= Dain Kane =

American politician (born 1962)

Dain Kane (born June 6, 1962) is a politician from the state of Hawaii, United States. Kane was elected as a councilman in Maui County for four consecutive terms. He served as the Council chairman for two years and the Budget and Finance chairman.

==Early life and education==
Kane was born and raised on the Hawaiian island of Kauai. He attended Kamehameha Schools on Oahu as well as Wilcox Elementary School and Kauai High and Intermediate School in Lihue. While attending Kauai High, Kane was very active in athletics, competing in football and in swimming. He was a member of the varsity swim team and qualified for the state championship in the 50m and 100m freestyle events. He was a member of the varsity football team that won the KIF championship. Kane was named to the all-KIF team.

Kane attended the University of Hawaiʻi and graduated in 1985 with a bachelor's degree in secondary education and a minor in geography. While at the University of University of Hawaiʻi, Kane was a member of the varsity swim team.

==Professional life==
Kane was first elected into office in January 1999 and served on the Maui County council for four consecutive terms. He represented the Wailuku-Waihee-Waikapu residency area and held office until December 2006.

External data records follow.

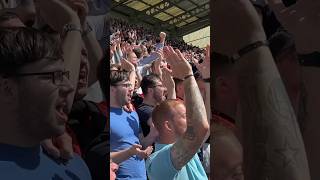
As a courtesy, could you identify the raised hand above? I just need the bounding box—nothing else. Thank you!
[67,0,89,25]
[194,45,210,79]
[163,46,193,79]
[268,0,320,53]
[121,58,135,72]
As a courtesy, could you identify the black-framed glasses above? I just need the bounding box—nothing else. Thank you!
[5,71,70,86]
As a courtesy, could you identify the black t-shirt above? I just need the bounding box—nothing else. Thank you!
[68,100,106,153]
[137,103,154,136]
[84,132,110,180]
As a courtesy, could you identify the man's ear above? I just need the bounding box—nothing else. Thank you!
[164,120,172,131]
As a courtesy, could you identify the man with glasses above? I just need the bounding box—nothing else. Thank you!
[110,68,155,180]
[0,27,91,180]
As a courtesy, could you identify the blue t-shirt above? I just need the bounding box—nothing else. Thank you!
[0,144,91,180]
[146,144,208,180]
[110,107,147,180]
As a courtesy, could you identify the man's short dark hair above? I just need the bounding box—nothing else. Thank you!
[0,27,62,73]
[110,69,129,86]
[269,30,296,60]
[140,74,161,95]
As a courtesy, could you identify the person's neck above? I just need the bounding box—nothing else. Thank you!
[143,97,157,106]
[0,124,41,148]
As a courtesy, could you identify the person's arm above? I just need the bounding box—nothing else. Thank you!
[82,22,103,86]
[268,0,320,54]
[212,0,310,180]
[194,45,211,121]
[139,117,159,148]
[110,144,153,164]
[164,47,209,170]
[161,67,177,99]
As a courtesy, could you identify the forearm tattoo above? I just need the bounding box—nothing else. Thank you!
[240,78,308,180]
[171,79,207,169]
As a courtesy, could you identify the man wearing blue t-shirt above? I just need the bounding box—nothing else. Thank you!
[110,65,156,180]
[0,27,91,180]
[146,47,209,180]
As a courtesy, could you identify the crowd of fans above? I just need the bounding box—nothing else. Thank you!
[0,0,109,180]
[211,0,320,180]
[110,15,210,180]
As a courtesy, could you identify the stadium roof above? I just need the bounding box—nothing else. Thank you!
[111,0,210,36]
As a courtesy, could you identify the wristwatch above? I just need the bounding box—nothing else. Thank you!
[62,23,82,37]
[82,22,93,37]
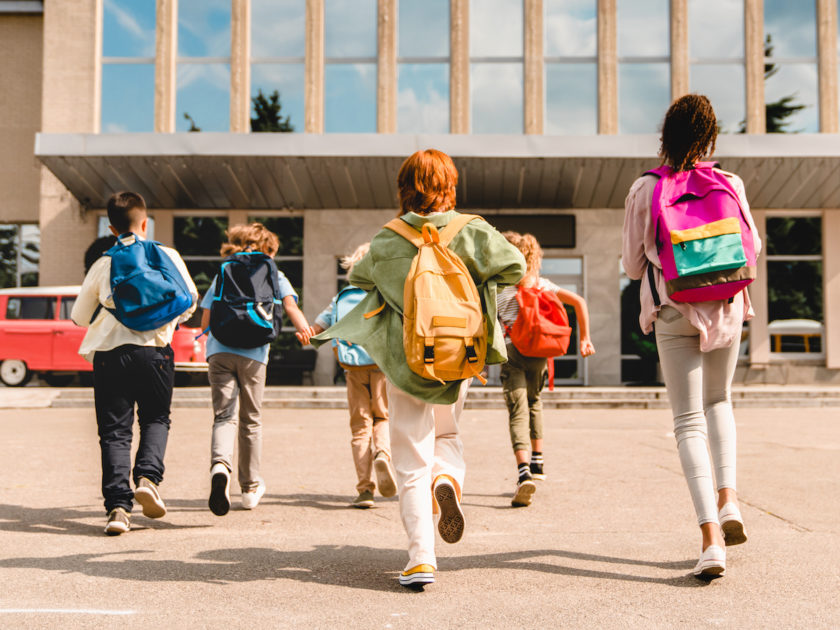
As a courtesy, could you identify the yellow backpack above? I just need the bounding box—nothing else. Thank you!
[385,214,487,383]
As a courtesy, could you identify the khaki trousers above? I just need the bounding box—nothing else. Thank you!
[207,352,265,492]
[345,365,391,492]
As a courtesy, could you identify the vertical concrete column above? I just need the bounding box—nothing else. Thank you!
[671,0,691,101]
[524,0,545,134]
[155,0,178,133]
[303,0,324,133]
[598,0,618,134]
[376,0,397,133]
[744,0,767,133]
[823,210,840,370]
[817,0,840,133]
[449,0,470,133]
[230,0,251,133]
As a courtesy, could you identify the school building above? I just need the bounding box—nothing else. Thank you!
[0,0,840,385]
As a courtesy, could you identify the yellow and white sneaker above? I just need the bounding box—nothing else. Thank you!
[400,564,435,590]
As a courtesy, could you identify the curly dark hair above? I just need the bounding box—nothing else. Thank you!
[659,94,717,171]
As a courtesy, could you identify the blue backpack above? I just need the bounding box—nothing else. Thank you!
[97,233,193,331]
[210,252,283,348]
[333,285,375,369]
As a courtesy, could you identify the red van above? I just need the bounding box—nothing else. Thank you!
[0,286,207,387]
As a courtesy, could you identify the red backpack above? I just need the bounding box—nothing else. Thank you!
[507,286,572,390]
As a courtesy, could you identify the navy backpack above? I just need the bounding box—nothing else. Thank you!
[97,233,193,331]
[210,252,283,348]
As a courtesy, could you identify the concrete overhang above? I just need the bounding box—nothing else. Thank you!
[35,132,840,210]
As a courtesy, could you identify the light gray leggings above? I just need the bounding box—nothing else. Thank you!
[655,306,739,525]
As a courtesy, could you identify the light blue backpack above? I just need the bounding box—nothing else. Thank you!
[333,285,375,369]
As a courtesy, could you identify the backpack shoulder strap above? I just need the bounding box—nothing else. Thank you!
[382,217,423,249]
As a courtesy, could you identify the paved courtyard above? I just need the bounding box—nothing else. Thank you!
[0,402,840,629]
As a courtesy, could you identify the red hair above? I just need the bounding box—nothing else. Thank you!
[397,149,458,214]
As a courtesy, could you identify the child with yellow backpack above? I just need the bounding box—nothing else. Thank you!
[312,149,525,589]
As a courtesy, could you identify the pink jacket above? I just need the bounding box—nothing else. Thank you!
[621,172,761,352]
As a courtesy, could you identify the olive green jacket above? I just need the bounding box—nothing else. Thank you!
[312,210,525,404]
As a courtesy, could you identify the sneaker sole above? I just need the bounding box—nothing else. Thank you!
[134,488,166,518]
[720,520,747,547]
[373,459,397,497]
[435,483,464,543]
[510,481,537,507]
[207,473,230,516]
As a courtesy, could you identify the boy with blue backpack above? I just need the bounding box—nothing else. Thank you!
[201,223,312,516]
[312,243,397,509]
[71,192,198,536]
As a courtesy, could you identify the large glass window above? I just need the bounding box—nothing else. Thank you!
[616,0,671,133]
[100,0,155,133]
[397,0,449,133]
[764,0,819,133]
[324,0,377,133]
[175,0,231,131]
[470,0,524,133]
[543,0,598,135]
[251,0,306,131]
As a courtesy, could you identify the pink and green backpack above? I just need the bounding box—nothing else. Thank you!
[645,162,756,304]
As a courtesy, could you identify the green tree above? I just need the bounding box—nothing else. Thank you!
[251,90,295,132]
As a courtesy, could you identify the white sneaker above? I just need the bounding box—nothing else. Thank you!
[242,479,265,510]
[693,545,726,579]
[718,503,747,547]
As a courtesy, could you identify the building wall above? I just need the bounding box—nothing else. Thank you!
[0,15,44,223]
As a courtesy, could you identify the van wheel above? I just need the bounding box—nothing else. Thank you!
[0,359,32,387]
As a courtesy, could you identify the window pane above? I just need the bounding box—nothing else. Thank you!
[251,63,304,131]
[688,0,744,59]
[544,0,598,57]
[178,0,230,57]
[618,63,671,133]
[764,0,817,57]
[470,63,523,133]
[251,0,306,57]
[545,63,598,135]
[470,0,523,57]
[616,0,670,57]
[397,0,449,57]
[102,0,155,57]
[691,64,746,133]
[101,64,155,133]
[324,63,376,133]
[764,64,819,133]
[397,63,449,133]
[766,217,822,256]
[324,0,377,58]
[175,63,230,131]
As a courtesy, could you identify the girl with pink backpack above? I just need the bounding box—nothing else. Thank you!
[621,94,761,579]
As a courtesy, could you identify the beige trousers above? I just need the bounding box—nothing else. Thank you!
[388,379,472,569]
[344,365,391,492]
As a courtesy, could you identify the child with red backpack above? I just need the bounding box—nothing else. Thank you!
[312,243,397,509]
[621,94,761,579]
[313,149,525,589]
[498,232,595,507]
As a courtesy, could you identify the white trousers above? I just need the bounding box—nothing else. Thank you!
[654,306,739,525]
[388,379,470,570]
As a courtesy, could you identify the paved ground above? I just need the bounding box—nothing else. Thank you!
[0,402,840,630]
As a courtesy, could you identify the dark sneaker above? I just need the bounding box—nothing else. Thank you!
[134,477,166,518]
[207,462,230,516]
[105,508,131,536]
[434,476,464,543]
[350,490,373,510]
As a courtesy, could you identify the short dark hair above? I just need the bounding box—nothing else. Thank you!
[108,191,146,234]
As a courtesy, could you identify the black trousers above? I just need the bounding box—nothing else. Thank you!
[93,345,175,512]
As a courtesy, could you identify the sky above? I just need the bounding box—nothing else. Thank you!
[102,0,818,135]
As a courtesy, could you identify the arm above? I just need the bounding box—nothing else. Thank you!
[556,289,595,357]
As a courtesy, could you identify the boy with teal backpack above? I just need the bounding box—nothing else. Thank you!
[313,243,397,508]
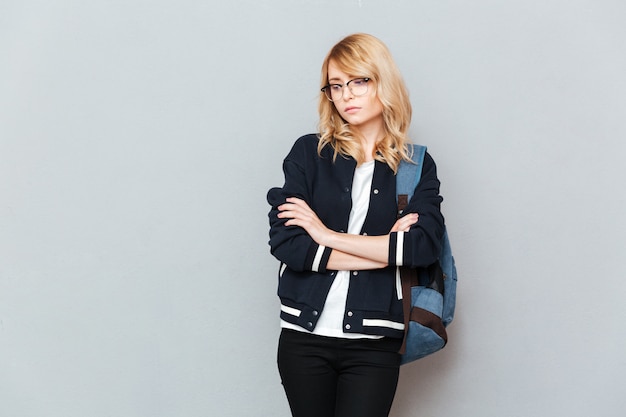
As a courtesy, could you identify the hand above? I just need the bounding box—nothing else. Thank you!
[278,197,332,246]
[389,213,419,232]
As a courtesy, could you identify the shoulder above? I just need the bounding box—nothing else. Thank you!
[285,133,320,163]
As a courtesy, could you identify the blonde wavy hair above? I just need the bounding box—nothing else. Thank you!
[318,33,412,172]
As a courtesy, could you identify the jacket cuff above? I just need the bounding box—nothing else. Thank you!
[388,232,405,266]
[311,245,332,272]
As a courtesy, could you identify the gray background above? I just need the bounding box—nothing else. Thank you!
[0,0,626,417]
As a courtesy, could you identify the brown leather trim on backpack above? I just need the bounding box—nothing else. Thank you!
[399,266,448,354]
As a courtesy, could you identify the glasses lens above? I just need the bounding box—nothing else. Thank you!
[350,78,368,96]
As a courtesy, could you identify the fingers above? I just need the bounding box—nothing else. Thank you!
[391,213,419,232]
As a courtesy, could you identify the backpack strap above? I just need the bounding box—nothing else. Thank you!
[396,144,426,353]
[396,144,426,216]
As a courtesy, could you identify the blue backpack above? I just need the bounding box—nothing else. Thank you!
[396,145,457,364]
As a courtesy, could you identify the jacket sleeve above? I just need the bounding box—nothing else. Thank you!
[267,138,331,272]
[389,153,444,268]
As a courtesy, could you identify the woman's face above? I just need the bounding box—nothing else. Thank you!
[328,60,383,132]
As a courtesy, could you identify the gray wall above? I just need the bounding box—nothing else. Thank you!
[0,0,626,417]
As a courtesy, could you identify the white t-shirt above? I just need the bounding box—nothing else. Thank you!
[281,161,381,339]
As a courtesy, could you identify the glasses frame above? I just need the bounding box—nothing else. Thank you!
[320,77,371,102]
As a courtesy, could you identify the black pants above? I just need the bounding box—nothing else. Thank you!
[278,329,402,417]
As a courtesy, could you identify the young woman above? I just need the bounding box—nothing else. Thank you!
[267,34,443,417]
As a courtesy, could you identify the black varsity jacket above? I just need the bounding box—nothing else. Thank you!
[267,134,444,338]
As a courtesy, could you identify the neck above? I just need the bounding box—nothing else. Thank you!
[354,128,384,162]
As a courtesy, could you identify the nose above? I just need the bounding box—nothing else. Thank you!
[341,84,354,101]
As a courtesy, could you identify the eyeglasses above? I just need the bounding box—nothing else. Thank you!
[322,78,370,101]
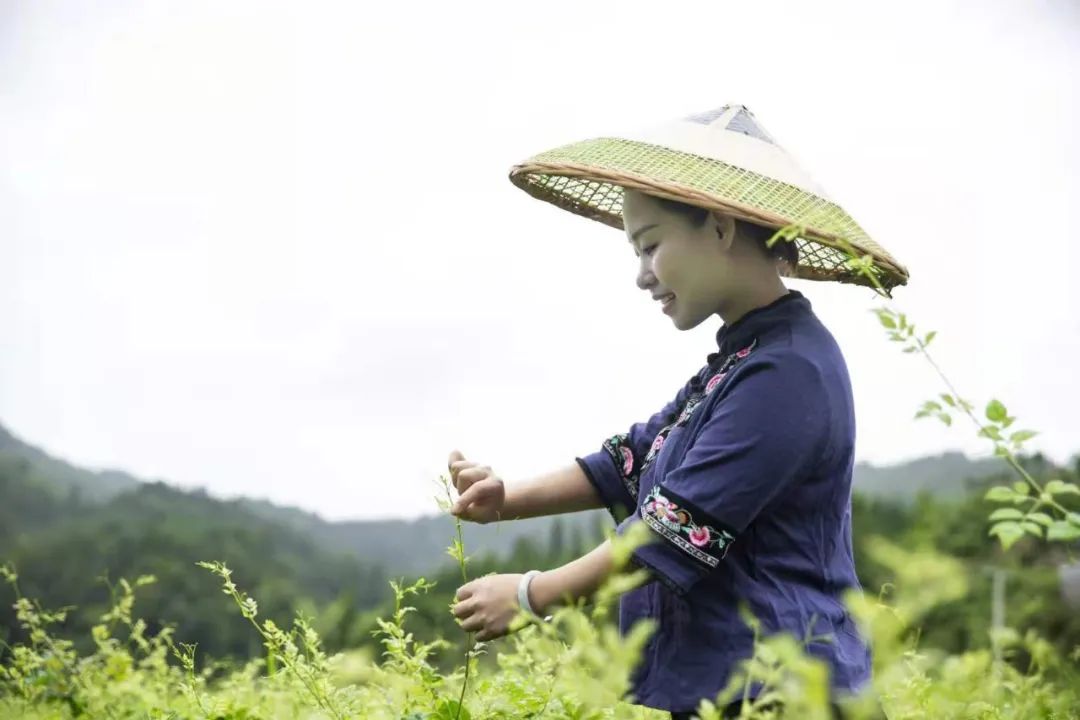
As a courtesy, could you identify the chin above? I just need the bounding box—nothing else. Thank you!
[672,313,705,330]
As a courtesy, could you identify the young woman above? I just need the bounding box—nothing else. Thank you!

During his tenure in office, Kane served as Chair of the Council, Vice-Chair of the Council, Chair of the Committee of the Whole, and Chair of the Budget and Finance Committee. As Chair of the Budget and Finance Committee, Councilmember Kane introduced legislation to provide tax relief for middle-income homeowners by increasing the homeowner exemption and proposing a decrease in the tax rate for homeowners.

Also while in office, Kane served as the Maui County Council Representative on the Hawaii State Association of Counties (HSAC), serving as its Secretary from January 2001 through June 2002, Vice-President from July 2002 through June 2003, and President from July 2003 through June 2006.

==Personal life==
Kane lives in Maui with his wife and kids.